Hans Traxler, Chancengleichheit, in: Michael Klant , [Hrsg.] , Schul-Spott : Karikaturen aus 2500 Jahren Pädagogik ,Fackelträger, Hannover 1983, S. 25

In ihrem Blogbeitrag „Gedanken zum individualisierten Unterrichten“ erörtert lisarosa Probleme der Gleichheit und Gerechtigkeit in den Anforderungen an die Schüler.

Das Bild suggeriert die Vorstellung, dass alle Menschen verschieden sind und deshalb ebenso wenig mit dem gleichen Maß zu messen seien wie die dargestellten Tiere. Dabei wird das individualistische Verständnis des Menschen auf die Betrachtung der Tiere übertragen.

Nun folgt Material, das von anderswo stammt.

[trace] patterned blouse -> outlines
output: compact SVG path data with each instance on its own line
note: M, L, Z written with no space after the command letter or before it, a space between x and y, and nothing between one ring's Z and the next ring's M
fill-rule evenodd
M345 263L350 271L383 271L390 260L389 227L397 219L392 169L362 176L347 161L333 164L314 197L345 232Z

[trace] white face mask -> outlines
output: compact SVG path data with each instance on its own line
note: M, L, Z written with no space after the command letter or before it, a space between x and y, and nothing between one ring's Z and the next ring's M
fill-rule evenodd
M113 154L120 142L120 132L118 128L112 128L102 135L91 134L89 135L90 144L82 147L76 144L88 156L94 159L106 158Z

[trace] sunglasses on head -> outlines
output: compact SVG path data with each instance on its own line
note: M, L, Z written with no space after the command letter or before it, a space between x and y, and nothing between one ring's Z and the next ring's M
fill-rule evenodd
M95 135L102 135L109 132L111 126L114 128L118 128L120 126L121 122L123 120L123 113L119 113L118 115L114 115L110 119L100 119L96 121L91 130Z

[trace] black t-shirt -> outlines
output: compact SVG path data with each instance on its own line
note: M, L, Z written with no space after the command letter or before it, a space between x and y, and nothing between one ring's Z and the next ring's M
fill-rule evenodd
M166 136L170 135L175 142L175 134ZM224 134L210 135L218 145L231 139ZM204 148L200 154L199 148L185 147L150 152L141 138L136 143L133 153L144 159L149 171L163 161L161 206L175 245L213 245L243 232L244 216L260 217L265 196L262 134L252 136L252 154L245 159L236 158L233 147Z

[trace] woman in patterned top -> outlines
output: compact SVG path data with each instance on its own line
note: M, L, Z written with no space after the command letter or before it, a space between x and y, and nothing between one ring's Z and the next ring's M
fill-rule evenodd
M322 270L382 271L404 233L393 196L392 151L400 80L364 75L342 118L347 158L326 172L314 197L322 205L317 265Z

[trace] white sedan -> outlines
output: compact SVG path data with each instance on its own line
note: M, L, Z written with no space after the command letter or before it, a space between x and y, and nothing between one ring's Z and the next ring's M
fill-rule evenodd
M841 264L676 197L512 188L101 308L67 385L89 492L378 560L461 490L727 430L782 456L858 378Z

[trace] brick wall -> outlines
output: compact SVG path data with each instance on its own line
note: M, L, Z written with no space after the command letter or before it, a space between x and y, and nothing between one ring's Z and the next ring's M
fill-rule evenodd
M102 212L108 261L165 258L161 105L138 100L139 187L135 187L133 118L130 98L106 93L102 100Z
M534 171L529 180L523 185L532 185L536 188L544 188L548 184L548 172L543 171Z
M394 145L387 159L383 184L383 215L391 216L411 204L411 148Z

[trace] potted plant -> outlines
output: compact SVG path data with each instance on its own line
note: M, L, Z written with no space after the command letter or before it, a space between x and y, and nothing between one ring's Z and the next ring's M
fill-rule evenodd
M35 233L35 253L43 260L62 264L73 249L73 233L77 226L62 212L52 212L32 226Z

In diesem Verständnis wird unterstellt, dass die verschiedenen Tierarten ein ebenso solipsistisches Dasein fristen, wie es das Bild vom freien, individuellen Menschen vorgibt: Jeder ist seines Glückes Schmied.

Aber die einzelnen Arten der Lebewesen existieren nicht nebeneinander und unabhängig voneinander. Das Leben auf der Erde funktioniert nur als Lebensgemeinschaft, als Biozönose, in der die Verschiedenheit der Einzelnen die Bedingung für die Existenz des Ganzen ist. Löwen können nicht nur nicht ohne Gazellen leben, sondern Gazellen auch nicht ohne Löwen. Deshalb sind Löwen auch nicht den Auslesebedingungen für Gazellen unterworfen und umgekehrt.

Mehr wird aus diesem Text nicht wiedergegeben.